Take responsiblity now. See whether or not you actually can make it work in terms of your month-over-month finances. If you can’t do it now, then you won’t be able to do it then.

2. Sell off all of your stuff that you don’t use

The less stuff you have, the less space you need. The less space you need, the smaller house you need. The smaller house you need, the more likely it is that you’ll be able to afford that house.

Go through your closest. Pare down. Get rid of stuff that you don’t use.

If you sell off a lot of your stuff that you don’t use, you’ll not only realize you don’t need as much space as you thought you did, but you’ll also find that you suddenly have some cash in hand that can help you move towards actually owning a house.

Even better: the less stuff you have, the easier (and less costly) it is to move.

I’m not arguing on behalf of selling off stuff that has value to you. I only suggest that you go through your closets and cupboards and get rid of the stuff that you don’t use. It’s just sitting there taking up space, convincing you that you need more living space, when in fact it could be money in your pocket and freedom in your life.

3. Fix some stuff

If you’re a renter or you live at home, it’s easy enough to call a landlord or a parent when there’s a problem. “The toilet seems to be broken.” “There’s no hot water.” “Why won’t the dryer dry my clothes?” “There’s water flooding the basement.”

Here’s the catch: when those things happen in a house of your own, it’s up to you to fix it. If you can’t, you’re going to be shelling out fistfuls of cash to pay someone to do it.

When you’re living in such an environment, you’ve got a perfect opportunity to learn how to do such things with something of a safety net. When the toilet breaks, try to fix it yourself. Watch some YouTube videos on toilet repair. Identify what parts you need, find a good hardware store, and pick them up. Give the repair a serious attempt all by yourself.

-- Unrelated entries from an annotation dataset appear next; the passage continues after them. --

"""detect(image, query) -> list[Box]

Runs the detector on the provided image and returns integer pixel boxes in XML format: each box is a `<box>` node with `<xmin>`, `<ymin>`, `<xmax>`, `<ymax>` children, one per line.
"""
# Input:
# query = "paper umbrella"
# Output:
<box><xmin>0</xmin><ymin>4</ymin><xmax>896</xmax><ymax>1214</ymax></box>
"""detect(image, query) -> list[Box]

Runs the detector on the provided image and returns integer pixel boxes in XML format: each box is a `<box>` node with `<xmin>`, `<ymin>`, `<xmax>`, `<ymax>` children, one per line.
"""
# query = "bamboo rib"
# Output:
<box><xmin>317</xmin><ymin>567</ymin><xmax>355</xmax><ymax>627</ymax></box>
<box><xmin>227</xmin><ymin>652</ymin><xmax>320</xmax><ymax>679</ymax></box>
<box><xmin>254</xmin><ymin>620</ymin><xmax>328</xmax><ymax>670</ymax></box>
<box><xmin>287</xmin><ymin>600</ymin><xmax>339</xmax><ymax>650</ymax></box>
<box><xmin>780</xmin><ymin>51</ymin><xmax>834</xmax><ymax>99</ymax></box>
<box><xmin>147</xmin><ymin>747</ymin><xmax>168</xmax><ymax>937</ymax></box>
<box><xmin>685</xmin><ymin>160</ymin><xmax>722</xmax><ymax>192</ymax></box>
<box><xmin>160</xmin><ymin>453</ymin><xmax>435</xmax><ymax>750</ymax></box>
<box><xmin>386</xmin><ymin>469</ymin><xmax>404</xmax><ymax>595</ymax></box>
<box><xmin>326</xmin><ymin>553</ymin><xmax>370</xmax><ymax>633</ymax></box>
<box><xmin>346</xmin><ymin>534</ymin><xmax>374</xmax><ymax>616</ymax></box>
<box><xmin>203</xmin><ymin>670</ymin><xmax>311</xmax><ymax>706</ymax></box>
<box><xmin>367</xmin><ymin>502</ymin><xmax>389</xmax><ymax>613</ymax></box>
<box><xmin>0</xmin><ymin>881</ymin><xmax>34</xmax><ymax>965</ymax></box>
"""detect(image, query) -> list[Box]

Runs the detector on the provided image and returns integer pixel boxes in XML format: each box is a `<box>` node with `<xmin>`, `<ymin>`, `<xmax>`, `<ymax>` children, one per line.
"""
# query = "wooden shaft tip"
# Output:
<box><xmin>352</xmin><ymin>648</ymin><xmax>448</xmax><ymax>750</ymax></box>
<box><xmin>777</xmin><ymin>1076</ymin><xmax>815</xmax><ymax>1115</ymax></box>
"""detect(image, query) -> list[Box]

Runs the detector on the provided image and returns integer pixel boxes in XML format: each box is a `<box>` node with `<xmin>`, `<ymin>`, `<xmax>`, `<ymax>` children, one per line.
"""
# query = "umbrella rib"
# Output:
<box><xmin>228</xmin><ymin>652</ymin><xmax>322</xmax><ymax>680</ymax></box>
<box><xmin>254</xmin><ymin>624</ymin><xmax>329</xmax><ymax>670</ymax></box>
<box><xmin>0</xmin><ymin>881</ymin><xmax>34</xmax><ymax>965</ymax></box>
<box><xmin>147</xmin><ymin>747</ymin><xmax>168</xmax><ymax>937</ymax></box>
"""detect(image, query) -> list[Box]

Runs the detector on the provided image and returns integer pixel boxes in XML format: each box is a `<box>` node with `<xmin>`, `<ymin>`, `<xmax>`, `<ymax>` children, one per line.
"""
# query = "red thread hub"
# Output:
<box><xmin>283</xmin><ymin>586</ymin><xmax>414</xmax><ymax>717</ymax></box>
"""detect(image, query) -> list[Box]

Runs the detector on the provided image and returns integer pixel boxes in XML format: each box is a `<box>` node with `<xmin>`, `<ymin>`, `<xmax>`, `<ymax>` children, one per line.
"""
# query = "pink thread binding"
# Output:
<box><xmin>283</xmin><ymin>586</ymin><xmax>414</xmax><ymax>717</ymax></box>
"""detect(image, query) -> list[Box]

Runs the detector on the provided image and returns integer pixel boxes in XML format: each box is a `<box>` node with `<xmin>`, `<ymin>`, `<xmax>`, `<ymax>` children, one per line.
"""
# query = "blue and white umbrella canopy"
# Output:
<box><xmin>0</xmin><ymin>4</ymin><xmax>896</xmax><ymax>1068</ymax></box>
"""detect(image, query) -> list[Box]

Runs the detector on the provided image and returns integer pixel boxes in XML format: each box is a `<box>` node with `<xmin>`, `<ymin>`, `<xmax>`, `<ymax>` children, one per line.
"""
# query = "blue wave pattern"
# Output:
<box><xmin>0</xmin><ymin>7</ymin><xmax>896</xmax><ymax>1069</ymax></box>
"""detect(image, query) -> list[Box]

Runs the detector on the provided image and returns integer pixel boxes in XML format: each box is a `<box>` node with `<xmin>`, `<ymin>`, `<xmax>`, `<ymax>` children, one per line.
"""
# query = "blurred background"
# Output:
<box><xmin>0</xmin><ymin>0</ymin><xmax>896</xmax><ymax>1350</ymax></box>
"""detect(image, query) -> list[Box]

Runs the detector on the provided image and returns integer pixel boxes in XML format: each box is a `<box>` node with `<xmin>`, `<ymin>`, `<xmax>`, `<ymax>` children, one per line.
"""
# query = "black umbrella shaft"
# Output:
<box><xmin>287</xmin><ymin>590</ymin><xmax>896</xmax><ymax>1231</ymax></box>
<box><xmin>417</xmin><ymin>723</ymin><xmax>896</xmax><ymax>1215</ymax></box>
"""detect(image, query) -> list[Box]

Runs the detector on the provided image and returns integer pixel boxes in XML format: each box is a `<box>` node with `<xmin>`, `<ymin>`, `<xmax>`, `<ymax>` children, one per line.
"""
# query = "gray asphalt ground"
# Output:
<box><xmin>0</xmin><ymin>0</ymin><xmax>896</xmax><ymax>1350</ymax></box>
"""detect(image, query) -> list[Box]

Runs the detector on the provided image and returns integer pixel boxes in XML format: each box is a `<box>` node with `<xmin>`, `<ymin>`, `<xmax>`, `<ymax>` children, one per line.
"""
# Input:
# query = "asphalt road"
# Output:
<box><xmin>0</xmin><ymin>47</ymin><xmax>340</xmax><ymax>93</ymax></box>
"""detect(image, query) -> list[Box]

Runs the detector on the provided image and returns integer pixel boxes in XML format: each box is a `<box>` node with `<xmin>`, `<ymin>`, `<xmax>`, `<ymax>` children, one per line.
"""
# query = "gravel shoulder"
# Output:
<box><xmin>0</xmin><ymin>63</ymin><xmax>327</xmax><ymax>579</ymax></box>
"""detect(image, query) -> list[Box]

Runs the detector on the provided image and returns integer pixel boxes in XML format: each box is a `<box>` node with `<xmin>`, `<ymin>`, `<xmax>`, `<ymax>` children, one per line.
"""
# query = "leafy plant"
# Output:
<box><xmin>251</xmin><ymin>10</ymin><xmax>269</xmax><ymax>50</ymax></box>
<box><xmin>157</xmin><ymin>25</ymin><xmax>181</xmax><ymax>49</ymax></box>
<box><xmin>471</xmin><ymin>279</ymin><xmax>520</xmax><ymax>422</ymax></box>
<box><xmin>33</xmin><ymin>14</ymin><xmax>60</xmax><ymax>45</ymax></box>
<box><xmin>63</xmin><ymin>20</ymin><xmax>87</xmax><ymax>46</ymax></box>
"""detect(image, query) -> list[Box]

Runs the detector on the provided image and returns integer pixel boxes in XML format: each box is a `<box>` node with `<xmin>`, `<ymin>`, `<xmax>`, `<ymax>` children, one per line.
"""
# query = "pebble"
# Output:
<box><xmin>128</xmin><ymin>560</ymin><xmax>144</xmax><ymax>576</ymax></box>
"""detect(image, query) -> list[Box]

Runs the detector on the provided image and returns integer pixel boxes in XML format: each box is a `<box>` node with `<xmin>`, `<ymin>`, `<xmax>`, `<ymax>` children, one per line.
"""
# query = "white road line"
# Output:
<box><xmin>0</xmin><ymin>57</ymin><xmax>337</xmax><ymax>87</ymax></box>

If you can’t do it, then report the problem. Don’t just walk away, though – watch and learn from someone who can do it. Watch your landlord or the repairman. Try to figure out where you went wrong and how you can avoid it next time.

Even if you fail, you’ve learned some things. You’ve learned how to use tools. You’ve learned how to identify problems. You’ve learned what the equipment looks like. This will make solving future problems much simpler and much more cost-effective, especially when you’re living in your home and something goes wrong for the first time.

4. Figure out why you’re buying a home

There are lots of bad reasons and non-reasons to buy:
Don’t buy a home because that’s what you’ve been told you’re “supposed” to do.
Don’t buy a home because that’s what you think you’re “supposed” to do.
Don’t buy a home because you might get married and have kids someday and you need the space for this hypothetical future.
Don’t buy a home because you think it will lead you to some sort of idealized suburban life. A home won’t change who you are.
Don’t buy a home because you’re trying to “keep up” with someone in your life. It’ll make you fall further behind in the long run.

Buy a home because you it truly makes sense financially and you’re ready (and excited) to deal with the challenges of homeownership. Buy a home because it’s better for your housing dollar than the other options available to you.

Buy a home because it’s what you want and it’s what you can handle, not because it’s what others want.